3- Why aren’t there any trees in New York’s Times Square?

 Dick’s Details. They take your mind off your mind.

 Just as there is a difference between tasting bad and bad taste, there is a difference between bad taste and something that can get really nasty. For example, if a guy forgets his wife’s birthday you could say he’s showing bad taste. If that same guy forgets he has a wife, that could get really nasty. There’s a story about that in the current podcast. It’s from the Night Connections 2 personal audio cd. It’s called…A Temporary Friend.

 That happened to a friend of mine. He’s a hard working guy…a nice guy. He’s always got time to listen to your feelings. He’s comfortable around guys, and women say they feel safe when he’s around. He thought he was just being a friend. Then she walked into the kitchen, brushing her hair, and something…just…happened. 

 A Temporary Friend is from the Night Connections 2 personal audio cd. If you like it, you can just keep the current podcast. Or if you want a fresh copy, just down load it from the Night Connections 2 icon on the home page.

 There’s a time and a place for good taste. But sometimes there’s something much more important. Good taste is never more strictly observed than at a military funeral. I have a friend by the name of Joe, who now rests in peace in the Calverton, New York military cemetery. Joe was a very well known writer, a real friend, and a bit of a rascal. He liked doing weird things. Things that were in terribly bad taste. For example, one night he loaded a water pistol with warm water, put it in his pocket, and stumbled into a bar pretending he was drunk. He leaned against one of the other guys at the bar and pulled the trigger on the water pistol, sending warm water down his pants. I’m not sure how he got out of there alive. But that was Joe.

On the very sad day when he was laid to rest, my Lady Wonder Wench and I took part in something that some people would say was in terribly bad taste. But I learned something far more important than that.
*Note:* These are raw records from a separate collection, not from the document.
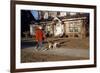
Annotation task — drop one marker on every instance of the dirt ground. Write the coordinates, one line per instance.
(28, 53)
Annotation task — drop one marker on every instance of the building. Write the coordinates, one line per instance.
(64, 24)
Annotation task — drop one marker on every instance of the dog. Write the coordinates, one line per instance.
(53, 45)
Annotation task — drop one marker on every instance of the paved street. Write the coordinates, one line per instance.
(69, 50)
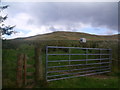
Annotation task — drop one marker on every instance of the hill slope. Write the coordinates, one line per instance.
(61, 35)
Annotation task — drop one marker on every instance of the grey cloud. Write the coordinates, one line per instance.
(69, 14)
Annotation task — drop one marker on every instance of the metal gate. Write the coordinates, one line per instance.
(70, 62)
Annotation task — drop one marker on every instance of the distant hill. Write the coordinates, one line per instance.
(63, 35)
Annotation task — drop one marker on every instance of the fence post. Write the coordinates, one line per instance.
(69, 55)
(19, 79)
(38, 64)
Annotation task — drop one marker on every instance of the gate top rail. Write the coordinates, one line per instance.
(77, 48)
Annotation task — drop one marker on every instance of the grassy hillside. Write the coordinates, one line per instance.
(62, 35)
(11, 48)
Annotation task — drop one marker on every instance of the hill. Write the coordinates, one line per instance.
(62, 35)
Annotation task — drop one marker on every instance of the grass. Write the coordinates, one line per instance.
(85, 82)
(9, 70)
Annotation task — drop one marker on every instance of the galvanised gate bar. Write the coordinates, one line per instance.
(70, 62)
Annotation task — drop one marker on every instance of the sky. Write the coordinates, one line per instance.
(33, 18)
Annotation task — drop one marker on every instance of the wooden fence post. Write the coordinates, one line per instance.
(38, 64)
(19, 81)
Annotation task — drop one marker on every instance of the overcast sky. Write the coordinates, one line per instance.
(32, 18)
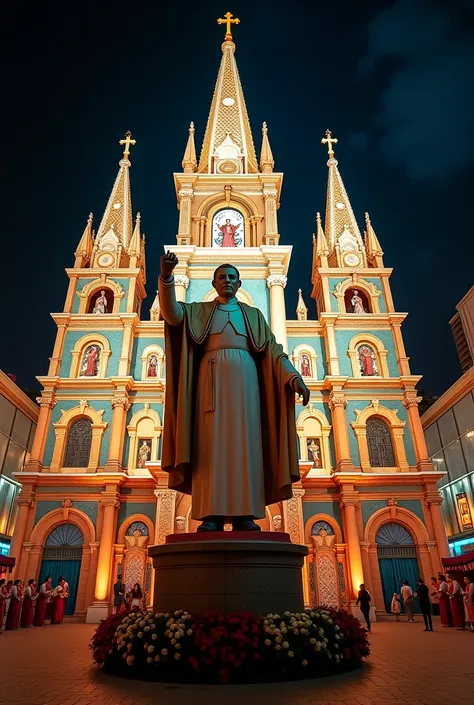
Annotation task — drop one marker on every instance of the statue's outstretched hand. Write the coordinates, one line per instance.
(168, 262)
(301, 389)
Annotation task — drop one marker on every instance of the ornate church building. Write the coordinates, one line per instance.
(94, 497)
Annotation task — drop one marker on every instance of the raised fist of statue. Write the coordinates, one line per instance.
(168, 263)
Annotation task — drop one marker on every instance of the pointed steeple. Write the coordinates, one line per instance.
(118, 213)
(301, 310)
(228, 120)
(86, 243)
(266, 157)
(189, 162)
(372, 244)
(339, 214)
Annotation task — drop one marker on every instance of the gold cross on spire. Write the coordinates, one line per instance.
(127, 142)
(329, 140)
(229, 22)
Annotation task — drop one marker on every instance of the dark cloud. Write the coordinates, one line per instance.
(426, 106)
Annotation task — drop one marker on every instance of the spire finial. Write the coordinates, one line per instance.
(329, 140)
(228, 21)
(126, 143)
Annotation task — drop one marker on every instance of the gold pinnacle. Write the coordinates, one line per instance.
(228, 22)
(127, 142)
(329, 140)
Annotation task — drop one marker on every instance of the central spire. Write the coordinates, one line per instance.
(228, 140)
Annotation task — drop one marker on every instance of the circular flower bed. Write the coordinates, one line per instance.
(217, 648)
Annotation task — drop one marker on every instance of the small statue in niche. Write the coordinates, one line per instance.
(314, 452)
(367, 361)
(100, 305)
(90, 361)
(152, 366)
(305, 365)
(357, 303)
(144, 452)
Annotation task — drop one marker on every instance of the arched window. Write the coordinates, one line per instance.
(78, 447)
(379, 442)
(322, 526)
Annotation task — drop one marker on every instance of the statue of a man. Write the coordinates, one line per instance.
(229, 438)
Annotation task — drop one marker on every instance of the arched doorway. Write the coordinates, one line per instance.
(62, 556)
(397, 560)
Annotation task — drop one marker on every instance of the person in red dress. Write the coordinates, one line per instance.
(457, 603)
(59, 601)
(29, 602)
(14, 611)
(42, 603)
(3, 598)
(444, 602)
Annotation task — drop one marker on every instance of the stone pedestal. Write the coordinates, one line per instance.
(229, 572)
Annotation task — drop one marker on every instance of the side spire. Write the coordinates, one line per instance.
(266, 156)
(189, 162)
(228, 143)
(118, 213)
(86, 243)
(339, 214)
(301, 310)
 There was an honor guard rifle salute. When the last shots were fired, a shaft of sunlight reflected from a bugle’s brass flicked across our faces at the grave site, as another soldier…standing tall, at attention… played…taps. Such a lonely sound. Precise. Respectful. Tearfully Final. The flag was folded, and presented to Joe’s widow. White gloves…good taste.

 But then, when the coffin was lowered into the ground, as Joe had requested in his will, the bugler added a few bars of Joe’s favorite song. It was in terribly bad taste. But we sang along…as Joe wanted us to do. We stood together there…in the bright sunlight…three of his ex wives and a small group of his friends…all kind of sad and huddled together…and we sang: MIC…we’ll see you again pretty soon…KEY…why? Because we loved you. MOUSE.

 And under the tears…there were a few quiet smiles.

Lady Wonder Wench Writes

Wednesday, June 1st, 2011

All right, all you Louie-Louie Lads and Lasses … and you too, Big Louie His Own Bad Self … this is a warning, wake-up call, call it what you will … pay attention … 

As you may know, I know a little about horses.  And there has been a large epidemic of herpes-virus cases all across the country affecting horses of all kinds.  Vets continue to say that people cannot get the virus from those horses affected.  But those same vets will tell you they really do not know.  What they mean is, they don’t know how this virus acts and who it can affect.

 We have a close friend in California whose young son has just been diagnosed with that same herpes-virus … they apparently caught it in time and he will not lose his eye … and the important fact is, he has had absolutely nothing to do with horses.

 What this means is, of course, I repeat … they do not know.  Period.  So …  if there are kids in your life … or you know someone who has kids … or there may be kids in someone’s future … if that kid gets ill and the doctors say they don’t know what is going on with that kid, make sure someone gets those same doctors to look into the herpes-virus.  If you wait too long … it just may be too long.

 Damn, I hate this … but never, never take an “I don’t know” for any kind of answer.